[<prev] [next>] [<thread-prev] [day] [month] [year] [list]
Message-ID: <20131024065212.GB14083@birch.djwong.org>
Date: Wed, 23 Oct 2013 23:52:12 -0700
From: "Darrick J. Wong" <darrick.wong@...cle.com>
To: Eric Dumazet <eric.dumazet@...il.com>
Cc: Eric Dumazet <edumazet@...gle.com>,
"David S. Miller" <davem@...emloft.net>, netdev@...r.kernel.org,
linux-kernel <linux-kernel@...r.kernel.org>
Subject: Re: Deadlock in BPF JIT functions when running upowerd?

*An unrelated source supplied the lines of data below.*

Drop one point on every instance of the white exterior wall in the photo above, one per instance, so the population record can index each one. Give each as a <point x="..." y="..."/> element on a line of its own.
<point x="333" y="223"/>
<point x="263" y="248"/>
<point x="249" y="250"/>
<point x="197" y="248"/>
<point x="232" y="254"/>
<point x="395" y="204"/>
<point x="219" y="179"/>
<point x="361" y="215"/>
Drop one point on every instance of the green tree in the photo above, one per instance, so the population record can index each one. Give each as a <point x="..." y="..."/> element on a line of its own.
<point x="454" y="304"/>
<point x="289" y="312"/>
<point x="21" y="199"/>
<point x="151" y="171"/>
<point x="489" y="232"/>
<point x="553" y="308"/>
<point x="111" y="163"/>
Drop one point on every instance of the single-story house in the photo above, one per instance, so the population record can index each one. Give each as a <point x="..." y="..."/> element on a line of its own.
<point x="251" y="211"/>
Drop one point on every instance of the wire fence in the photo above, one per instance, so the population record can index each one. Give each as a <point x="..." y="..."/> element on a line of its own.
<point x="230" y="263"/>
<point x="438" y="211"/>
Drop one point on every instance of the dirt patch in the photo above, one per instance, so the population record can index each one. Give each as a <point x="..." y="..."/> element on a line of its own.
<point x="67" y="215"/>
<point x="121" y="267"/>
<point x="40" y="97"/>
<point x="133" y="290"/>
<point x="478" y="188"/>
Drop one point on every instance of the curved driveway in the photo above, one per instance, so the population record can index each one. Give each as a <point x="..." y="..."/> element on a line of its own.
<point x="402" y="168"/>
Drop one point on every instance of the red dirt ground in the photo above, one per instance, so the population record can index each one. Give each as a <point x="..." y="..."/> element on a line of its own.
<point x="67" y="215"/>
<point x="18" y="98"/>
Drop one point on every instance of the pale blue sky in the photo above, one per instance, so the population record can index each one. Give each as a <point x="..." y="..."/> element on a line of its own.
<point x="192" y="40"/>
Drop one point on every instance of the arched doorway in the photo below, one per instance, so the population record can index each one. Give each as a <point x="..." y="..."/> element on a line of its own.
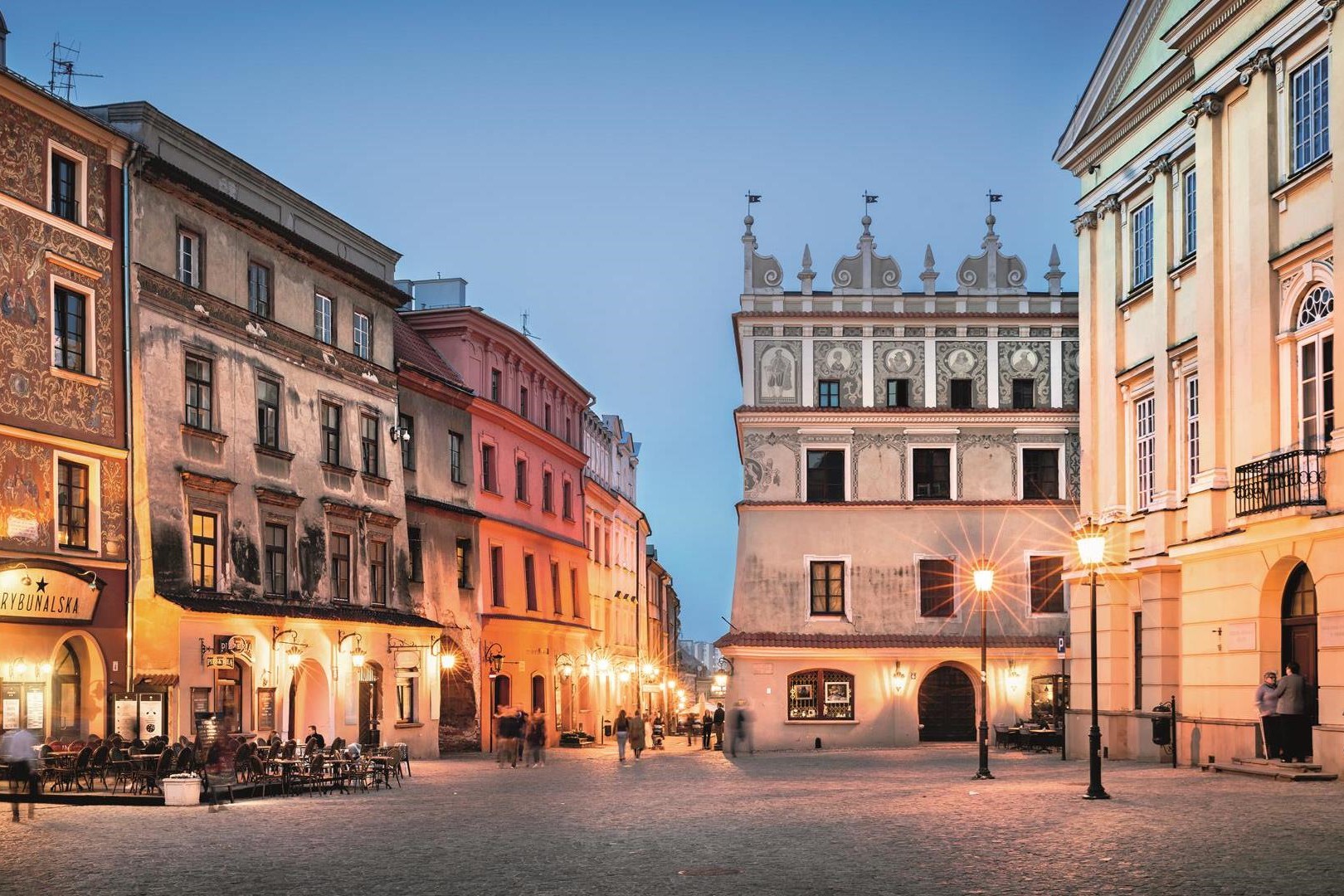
<point x="947" y="705"/>
<point x="1298" y="642"/>
<point x="370" y="703"/>
<point x="309" y="700"/>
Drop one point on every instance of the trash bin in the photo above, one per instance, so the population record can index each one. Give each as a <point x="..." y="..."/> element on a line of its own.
<point x="1163" y="727"/>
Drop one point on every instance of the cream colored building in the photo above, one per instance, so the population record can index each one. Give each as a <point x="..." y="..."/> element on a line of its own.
<point x="1202" y="147"/>
<point x="889" y="442"/>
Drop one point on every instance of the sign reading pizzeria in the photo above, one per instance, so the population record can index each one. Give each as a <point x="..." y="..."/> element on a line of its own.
<point x="47" y="592"/>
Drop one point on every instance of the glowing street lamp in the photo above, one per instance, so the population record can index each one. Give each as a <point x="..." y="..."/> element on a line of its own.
<point x="983" y="578"/>
<point x="1092" y="553"/>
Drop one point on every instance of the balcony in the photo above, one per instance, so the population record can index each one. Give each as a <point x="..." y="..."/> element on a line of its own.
<point x="1291" y="479"/>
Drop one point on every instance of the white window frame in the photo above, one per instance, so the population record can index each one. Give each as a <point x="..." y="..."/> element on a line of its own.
<point x="955" y="494"/>
<point x="81" y="180"/>
<point x="1025" y="558"/>
<point x="95" y="466"/>
<point x="363" y="336"/>
<point x="90" y="373"/>
<point x="1059" y="466"/>
<point x="184" y="236"/>
<point x="808" y="559"/>
<point x="957" y="582"/>
<point x="323" y="317"/>
<point x="824" y="446"/>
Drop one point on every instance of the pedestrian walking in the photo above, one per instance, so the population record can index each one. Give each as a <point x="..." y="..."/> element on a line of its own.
<point x="1266" y="699"/>
<point x="622" y="733"/>
<point x="1293" y="726"/>
<point x="637" y="733"/>
<point x="537" y="740"/>
<point x="17" y="750"/>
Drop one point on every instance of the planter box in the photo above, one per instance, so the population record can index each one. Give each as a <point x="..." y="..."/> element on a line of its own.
<point x="182" y="791"/>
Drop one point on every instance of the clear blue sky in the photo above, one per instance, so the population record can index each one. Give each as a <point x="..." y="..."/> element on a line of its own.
<point x="587" y="162"/>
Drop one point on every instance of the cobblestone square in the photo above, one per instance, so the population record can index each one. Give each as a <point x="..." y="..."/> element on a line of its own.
<point x="684" y="821"/>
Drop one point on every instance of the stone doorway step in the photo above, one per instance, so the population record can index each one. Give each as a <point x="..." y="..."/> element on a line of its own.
<point x="1273" y="768"/>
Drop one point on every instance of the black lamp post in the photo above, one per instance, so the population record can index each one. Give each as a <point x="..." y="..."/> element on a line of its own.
<point x="983" y="577"/>
<point x="1092" y="553"/>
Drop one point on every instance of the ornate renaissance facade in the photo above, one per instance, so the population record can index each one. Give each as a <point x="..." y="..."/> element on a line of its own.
<point x="890" y="441"/>
<point x="1211" y="450"/>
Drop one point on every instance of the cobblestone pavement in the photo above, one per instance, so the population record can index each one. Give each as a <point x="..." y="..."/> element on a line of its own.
<point x="684" y="821"/>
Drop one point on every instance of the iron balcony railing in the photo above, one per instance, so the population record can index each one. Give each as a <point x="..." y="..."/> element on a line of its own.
<point x="1291" y="479"/>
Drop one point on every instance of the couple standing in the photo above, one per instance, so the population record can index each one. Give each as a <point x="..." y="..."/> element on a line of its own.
<point x="1283" y="720"/>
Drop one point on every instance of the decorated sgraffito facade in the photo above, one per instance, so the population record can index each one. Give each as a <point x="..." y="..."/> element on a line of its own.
<point x="889" y="442"/>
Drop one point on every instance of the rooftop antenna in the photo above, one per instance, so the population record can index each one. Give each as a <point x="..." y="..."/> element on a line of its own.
<point x="63" y="74"/>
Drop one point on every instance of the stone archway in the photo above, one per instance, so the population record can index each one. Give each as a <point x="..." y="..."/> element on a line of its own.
<point x="947" y="705"/>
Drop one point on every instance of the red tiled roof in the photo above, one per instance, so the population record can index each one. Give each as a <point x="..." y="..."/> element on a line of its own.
<point x="874" y="641"/>
<point x="413" y="349"/>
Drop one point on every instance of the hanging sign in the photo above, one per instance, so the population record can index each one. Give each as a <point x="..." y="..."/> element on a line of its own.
<point x="46" y="594"/>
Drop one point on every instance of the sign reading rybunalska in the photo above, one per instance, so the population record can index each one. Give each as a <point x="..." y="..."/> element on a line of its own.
<point x="45" y="594"/>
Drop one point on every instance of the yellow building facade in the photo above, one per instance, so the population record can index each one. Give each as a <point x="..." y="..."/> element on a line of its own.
<point x="1210" y="449"/>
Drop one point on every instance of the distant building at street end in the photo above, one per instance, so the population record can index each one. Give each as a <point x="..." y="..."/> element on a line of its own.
<point x="890" y="442"/>
<point x="1211" y="448"/>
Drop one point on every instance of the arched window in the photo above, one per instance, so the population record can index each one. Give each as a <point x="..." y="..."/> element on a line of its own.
<point x="1316" y="368"/>
<point x="821" y="694"/>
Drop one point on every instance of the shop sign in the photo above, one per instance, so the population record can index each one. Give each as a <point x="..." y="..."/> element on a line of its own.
<point x="45" y="594"/>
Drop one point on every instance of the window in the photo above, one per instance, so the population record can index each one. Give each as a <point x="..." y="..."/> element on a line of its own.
<point x="1192" y="427"/>
<point x="464" y="563"/>
<point x="331" y="433"/>
<point x="71" y="504"/>
<point x="417" y="551"/>
<point x="1023" y="394"/>
<point x="557" y="598"/>
<point x="1188" y="192"/>
<point x="898" y="392"/>
<point x="188" y="258"/>
<point x="1142" y="232"/>
<point x="258" y="289"/>
<point x="1311" y="112"/>
<point x="827" y="587"/>
<point x="932" y="475"/>
<point x="65" y="187"/>
<point x="205" y="547"/>
<point x="268" y="412"/>
<point x="69" y="323"/>
<point x="363" y="336"/>
<point x="275" y="579"/>
<point x="488" y="468"/>
<point x="1040" y="473"/>
<point x="378" y="574"/>
<point x="368" y="444"/>
<point x="323" y="328"/>
<point x="455" y="455"/>
<point x="199" y="373"/>
<point x="407" y="425"/>
<point x="1146" y="450"/>
<point x="1047" y="585"/>
<point x="936" y="587"/>
<point x="821" y="694"/>
<point x="498" y="577"/>
<point x="960" y="394"/>
<point x="825" y="476"/>
<point x="340" y="567"/>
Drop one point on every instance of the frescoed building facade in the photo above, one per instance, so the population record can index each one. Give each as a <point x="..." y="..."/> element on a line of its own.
<point x="891" y="441"/>
<point x="1202" y="147"/>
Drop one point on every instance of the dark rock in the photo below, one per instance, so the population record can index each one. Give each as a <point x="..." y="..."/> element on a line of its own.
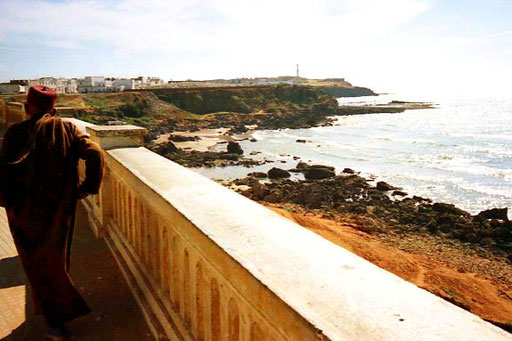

On Wed, Oct 23, 2013 at 11:25:13PM -0700, Eric Dumazet wrote:
> On Wed, 2013-10-23 at 18:17 -0700, Darrick J. Wong wrote:
> > Hi,
> >
> > I've been observing a softlockup with 3.11.6 and 3.12-rc6. It looks like
> > there's a deadlock occurring on purge_lock in __purge_vmap_area_lazy(). In
> > short, the BPF JIT code has been changed[1] to call set_memory_r[ow]() when
> > compiling and freeing JIT bytecode memory. It seems that it's possible for
> > upowerd to be compiling some BPF program and call __purge_vmap_area_lazy, then
> > the timer interrupt comes in (due to the IPI?) and a softirq calls
> > bpf_jit_free, which also calls __purge_vmap_area_lazy.
> >
> > I'm not really sure who's at fault here--is this a BPF bug?
> >
> > [1] 314beb9bcabfd6b4542ccbced2402af2c6f6142a
> > "x86: bpf_jit_comp: secure bpf jit against spraying attacks"
> >
> > --D
> >
> > Here's what 3.11.6 spits out; the 3.12-rc6 message has the same traceback.
> >
> > [ 52.370437] BUG: soft lockup - CPU#3 stuck for 22s! [upowerd:8359]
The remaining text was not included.